What we keep, and what we don’t.

nido holds a small, private record of the gifts and hand-me-downs around your family. We don’t sell your data. We don’t run ads. We don’t track you across the web. You can take everything with you, or delete it, any time.

nido is operated by an individual developer based in Iceland. For anything in this policy, contact einargudnig@gmail.com.

• ·Your email address, so you can sign in by magic link. We don’t store passwords because nido doesn’t use them.
• ·What you put in your nest: the nest’s name, photos you upload, item names and notes, names and notes about the people in your life. This is the content you create.
• ·Minimal technical data: your IP address, briefly, to rate-limit abusive sign-in attempts (kept under one hour). Sentry, our error-tracking service, may capture stack traces and the URL of pages where errors happen.

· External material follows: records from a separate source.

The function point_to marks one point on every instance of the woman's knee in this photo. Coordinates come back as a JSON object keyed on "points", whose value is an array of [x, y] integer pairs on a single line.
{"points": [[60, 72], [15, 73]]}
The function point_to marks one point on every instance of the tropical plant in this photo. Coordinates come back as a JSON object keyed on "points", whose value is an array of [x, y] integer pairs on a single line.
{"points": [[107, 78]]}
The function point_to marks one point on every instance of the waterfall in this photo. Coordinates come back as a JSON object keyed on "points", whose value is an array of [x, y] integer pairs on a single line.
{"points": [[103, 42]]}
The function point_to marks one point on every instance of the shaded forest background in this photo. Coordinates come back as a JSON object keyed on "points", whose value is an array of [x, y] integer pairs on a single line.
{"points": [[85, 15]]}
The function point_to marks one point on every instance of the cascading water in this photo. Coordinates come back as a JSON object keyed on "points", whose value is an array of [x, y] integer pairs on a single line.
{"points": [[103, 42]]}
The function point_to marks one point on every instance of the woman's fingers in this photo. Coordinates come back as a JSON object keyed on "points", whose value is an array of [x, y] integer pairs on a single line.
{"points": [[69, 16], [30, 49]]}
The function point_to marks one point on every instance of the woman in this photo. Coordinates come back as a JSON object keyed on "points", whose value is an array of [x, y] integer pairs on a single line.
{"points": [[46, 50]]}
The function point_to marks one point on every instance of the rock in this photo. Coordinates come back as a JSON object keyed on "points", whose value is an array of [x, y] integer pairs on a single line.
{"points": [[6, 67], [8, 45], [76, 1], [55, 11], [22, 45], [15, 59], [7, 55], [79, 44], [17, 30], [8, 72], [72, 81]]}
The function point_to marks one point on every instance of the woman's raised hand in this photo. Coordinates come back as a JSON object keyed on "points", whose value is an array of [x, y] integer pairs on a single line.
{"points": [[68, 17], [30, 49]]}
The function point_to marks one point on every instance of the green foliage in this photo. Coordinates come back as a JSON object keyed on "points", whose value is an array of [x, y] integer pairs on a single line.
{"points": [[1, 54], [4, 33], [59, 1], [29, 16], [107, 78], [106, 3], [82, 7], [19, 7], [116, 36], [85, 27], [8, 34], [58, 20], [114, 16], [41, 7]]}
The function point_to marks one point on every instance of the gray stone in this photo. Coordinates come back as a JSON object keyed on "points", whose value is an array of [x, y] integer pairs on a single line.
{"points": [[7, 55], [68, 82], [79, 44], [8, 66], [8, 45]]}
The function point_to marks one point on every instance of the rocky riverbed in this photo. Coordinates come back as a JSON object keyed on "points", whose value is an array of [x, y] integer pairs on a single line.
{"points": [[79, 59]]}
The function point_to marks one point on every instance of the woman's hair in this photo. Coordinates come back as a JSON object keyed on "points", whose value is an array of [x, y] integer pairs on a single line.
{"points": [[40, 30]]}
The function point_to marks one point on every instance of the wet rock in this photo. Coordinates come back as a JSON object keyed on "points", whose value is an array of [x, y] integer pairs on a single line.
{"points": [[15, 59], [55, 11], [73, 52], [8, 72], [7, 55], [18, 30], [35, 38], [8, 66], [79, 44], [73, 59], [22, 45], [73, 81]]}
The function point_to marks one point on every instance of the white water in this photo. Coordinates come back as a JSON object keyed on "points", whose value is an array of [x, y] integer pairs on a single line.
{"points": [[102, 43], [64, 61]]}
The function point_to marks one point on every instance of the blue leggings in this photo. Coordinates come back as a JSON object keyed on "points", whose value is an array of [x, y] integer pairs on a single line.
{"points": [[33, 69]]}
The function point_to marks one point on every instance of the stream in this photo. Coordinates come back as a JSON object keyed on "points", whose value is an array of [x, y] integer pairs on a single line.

We don’t collect tracking pixels, advertising identifiers, third-party cookies, or browser fingerprints.

nido uses a small number of carefully chosen sub-processors. Each holds a specific slice of data and nothing more.

• ·Supabase(database + sign-in) — holds your email, your nest’s text content (item names, notes, people names), and authentication metadata. supabase.com/privacy
• ·Cloudflare R2 (photo storage) — holds the photos you upload, in compressed form. Photos are scoped per nest and accessible only via short-lived signed URLs. cloudflare.com/privacypolicy
• ·Sentry (error tracking) — receives technical error reports when something goes wrong, hosted in Germany. No photos or item content are sent. sentry.io/privacy

• ·Active nest content: as long as your nest exists. You can delete a nest at any time — see Your rights below.
• ·Items in trash: up to thirty days after deletion, then permanently removed.
• ·Sign-in throttling records: under one hour.
• ·Error reports in Sentry: up to 90 days, following Sentry’s retention defaults.

Under European data protection law (GDPR), you have the right to:

• ·Access the personal data we hold about you.
• ·Correct it, by editing items, people, and your nest from inside the app.
• ·Delete it. The owner of a nest can delete the whole nest from the Nest page at any time. To also remove your sign-in record, email us.
• ·Take it with you. Email us and we’ll prepare an export of your nest’s content. Self-serve export is on the roadmap.
• ·Complain. If you think we mishandled your data, you can file a complaint with the Icelandic Data Protection Authority.

nido isn’t designed for children. You must be at least 16 to use it. Of course, photos of your child are exactly the kind of thing nido is for — those are part of your account, kept private to your nest.

If we make material changes, we’ll update the date at the top and, when reasonable, send you an email. Day-to-day wording changes that don’t affect what we collect won’t trigger a notice.